Death is not always sudden and unexpected. It is always beneficial to begin to take advantage of estate planning opportunities when it has been determined that an individual's death is imminent. At that time, it should be ascertained that the individual's affairs are in order and any details should be finalized either by the individual directly or by the spouse through the use of a durable power of attorney, when necessary. For example, probate expenses can be reduced by retitling assets in the name of the trustee of a revocable living trust. Transferring assets into such a Trust does not remove the assets from the estate, nor does it affect the treatment of the assets for determination of the tax basis at death. However, assets held in Trust are not subject to the probate process, thereby reducing the reporting requirements and all related expenses.

Gifts made within the limits of the annual exclusion ($11,000 per donee) are not brought back into the estate regardless of how close the individual is to death when they are made (with the exception of life insurance). Therefore, in larger estates, gifts to children and other heirs should be considered in order to remove the assets from the estate and reduce the eventual estate tax. In selecting assets for this purpose, it would be best to choose assets that have not appreciated substantially, because there is a step up in basis to the date of death value (or the alternate valuation date, six months after the date of death) for most assets in the estate. Thus, it is more advantageous for appreciated securities, such as common stocks, to be distributed through the estate and receive the step up in basis; and it is less advantageous to use them for gift purposes, since in this instance the lower basis carries over to the recipient, who will then incur a substantial tax upon the sale of the appreciated securities. Instead, it would be more appropriate to use cash or fixed income assets as gifts.

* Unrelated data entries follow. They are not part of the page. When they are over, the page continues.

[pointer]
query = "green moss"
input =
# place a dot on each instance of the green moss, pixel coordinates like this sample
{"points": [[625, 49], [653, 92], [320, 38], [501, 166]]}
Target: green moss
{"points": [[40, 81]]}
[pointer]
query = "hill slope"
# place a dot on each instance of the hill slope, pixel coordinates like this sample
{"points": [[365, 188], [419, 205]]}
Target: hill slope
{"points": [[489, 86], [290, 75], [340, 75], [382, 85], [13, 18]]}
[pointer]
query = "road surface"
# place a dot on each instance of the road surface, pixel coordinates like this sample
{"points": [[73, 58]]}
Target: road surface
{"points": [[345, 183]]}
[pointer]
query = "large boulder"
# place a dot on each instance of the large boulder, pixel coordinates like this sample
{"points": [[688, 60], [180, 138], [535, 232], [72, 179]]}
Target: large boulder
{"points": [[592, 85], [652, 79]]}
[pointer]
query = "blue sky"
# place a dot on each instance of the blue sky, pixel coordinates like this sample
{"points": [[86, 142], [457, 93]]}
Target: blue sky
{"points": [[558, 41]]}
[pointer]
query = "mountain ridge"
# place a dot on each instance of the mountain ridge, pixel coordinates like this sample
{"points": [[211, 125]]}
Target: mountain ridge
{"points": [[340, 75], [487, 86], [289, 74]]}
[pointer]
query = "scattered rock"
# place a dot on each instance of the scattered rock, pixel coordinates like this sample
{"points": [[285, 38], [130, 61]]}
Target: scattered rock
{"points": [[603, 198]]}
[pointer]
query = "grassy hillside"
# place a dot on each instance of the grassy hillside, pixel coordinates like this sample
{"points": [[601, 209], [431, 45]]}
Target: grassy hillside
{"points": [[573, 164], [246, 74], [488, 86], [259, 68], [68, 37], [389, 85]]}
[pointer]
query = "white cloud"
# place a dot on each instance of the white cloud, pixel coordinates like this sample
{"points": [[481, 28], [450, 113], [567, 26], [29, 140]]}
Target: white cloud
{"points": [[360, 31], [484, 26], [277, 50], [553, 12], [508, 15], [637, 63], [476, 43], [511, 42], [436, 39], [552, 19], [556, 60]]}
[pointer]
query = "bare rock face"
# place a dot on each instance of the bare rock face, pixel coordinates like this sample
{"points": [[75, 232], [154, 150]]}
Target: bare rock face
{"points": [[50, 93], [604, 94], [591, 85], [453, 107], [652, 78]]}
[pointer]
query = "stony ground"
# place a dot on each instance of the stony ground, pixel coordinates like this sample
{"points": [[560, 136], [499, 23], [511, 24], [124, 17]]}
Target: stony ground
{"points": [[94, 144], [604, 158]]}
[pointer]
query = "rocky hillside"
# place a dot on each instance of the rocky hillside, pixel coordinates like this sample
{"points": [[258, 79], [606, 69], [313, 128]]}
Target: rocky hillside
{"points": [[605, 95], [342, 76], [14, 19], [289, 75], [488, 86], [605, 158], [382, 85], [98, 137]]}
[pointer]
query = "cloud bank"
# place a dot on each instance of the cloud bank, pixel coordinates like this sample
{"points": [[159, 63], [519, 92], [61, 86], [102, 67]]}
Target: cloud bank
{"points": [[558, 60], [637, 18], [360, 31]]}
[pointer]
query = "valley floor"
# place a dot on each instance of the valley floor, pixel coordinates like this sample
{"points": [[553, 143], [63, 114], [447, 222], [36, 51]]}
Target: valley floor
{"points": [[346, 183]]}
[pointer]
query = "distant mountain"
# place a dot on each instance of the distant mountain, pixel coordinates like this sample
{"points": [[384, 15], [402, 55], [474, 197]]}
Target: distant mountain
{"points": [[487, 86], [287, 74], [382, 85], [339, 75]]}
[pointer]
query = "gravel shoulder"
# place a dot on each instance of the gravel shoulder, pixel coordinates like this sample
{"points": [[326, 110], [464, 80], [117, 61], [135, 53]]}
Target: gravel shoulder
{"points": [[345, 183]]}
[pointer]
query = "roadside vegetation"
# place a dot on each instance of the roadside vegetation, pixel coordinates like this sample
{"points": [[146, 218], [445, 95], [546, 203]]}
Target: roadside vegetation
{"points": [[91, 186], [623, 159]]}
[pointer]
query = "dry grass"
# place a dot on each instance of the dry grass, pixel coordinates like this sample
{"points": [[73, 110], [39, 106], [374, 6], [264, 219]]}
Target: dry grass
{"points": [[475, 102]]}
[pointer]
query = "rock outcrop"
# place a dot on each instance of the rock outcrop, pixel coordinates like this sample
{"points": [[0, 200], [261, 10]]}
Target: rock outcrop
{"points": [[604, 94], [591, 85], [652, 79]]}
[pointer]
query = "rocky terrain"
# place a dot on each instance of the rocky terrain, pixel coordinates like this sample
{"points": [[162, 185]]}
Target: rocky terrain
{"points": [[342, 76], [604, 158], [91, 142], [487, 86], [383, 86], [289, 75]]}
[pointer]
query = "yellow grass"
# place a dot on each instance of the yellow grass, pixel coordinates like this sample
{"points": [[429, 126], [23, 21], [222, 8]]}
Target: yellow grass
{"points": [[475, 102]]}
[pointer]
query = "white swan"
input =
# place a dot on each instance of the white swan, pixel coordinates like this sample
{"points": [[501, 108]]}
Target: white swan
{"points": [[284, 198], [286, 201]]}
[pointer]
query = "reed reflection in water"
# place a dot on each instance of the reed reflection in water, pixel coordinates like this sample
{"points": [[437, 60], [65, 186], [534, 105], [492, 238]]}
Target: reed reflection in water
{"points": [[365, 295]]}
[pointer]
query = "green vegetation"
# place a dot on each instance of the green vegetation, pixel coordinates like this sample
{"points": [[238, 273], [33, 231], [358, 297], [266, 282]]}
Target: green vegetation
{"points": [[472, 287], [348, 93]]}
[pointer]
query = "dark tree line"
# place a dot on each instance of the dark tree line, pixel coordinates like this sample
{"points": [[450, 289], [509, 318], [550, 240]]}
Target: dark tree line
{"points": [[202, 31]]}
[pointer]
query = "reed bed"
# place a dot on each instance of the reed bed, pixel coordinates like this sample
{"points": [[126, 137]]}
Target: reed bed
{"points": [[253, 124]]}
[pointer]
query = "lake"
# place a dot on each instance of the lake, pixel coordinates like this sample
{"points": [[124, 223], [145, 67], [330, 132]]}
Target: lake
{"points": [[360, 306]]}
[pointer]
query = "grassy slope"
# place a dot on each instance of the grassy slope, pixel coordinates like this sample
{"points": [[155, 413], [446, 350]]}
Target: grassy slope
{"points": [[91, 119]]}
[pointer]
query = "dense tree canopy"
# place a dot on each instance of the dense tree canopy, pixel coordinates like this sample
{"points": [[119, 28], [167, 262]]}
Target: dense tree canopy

It may be advantageous for an individual whose death is imminent to retitle appreciated assets from joint tenancy to the Trustee of a Revocable Living Trust. This advantage occurs because, just as property held in the descendent's name alone will receive a full step up in basis, so, too, will property held in a Revocable Living Trust. However, the basis on only one half of assets held in joint tenancy is stepped up since only one half of joint tenancy assets are included in the estate. Therefore, the transfer of appreciated assets to a Trust results in an increase in the basis of entire assets rather than in only one half assets, and the assets are still not included in probate. It should be noted, though, that the disposition of the assets held in Trust is controlled by the Trust document, whereas joint tenancy property passes by operation of law directly to the surviving joint tenant. Therefore, care should be taken so that the dispositive objective is continued to be achieved. It is not necessary to attempt this strategy with community property. Even though only one half of the property is included in the estate of the descendent, the basis of the entire assets is increased. However, the avoidance of probate can still justify transferring community property to a Trust unless the asset is held in joint tenancy, in which case the asset would not be included in probate in any event.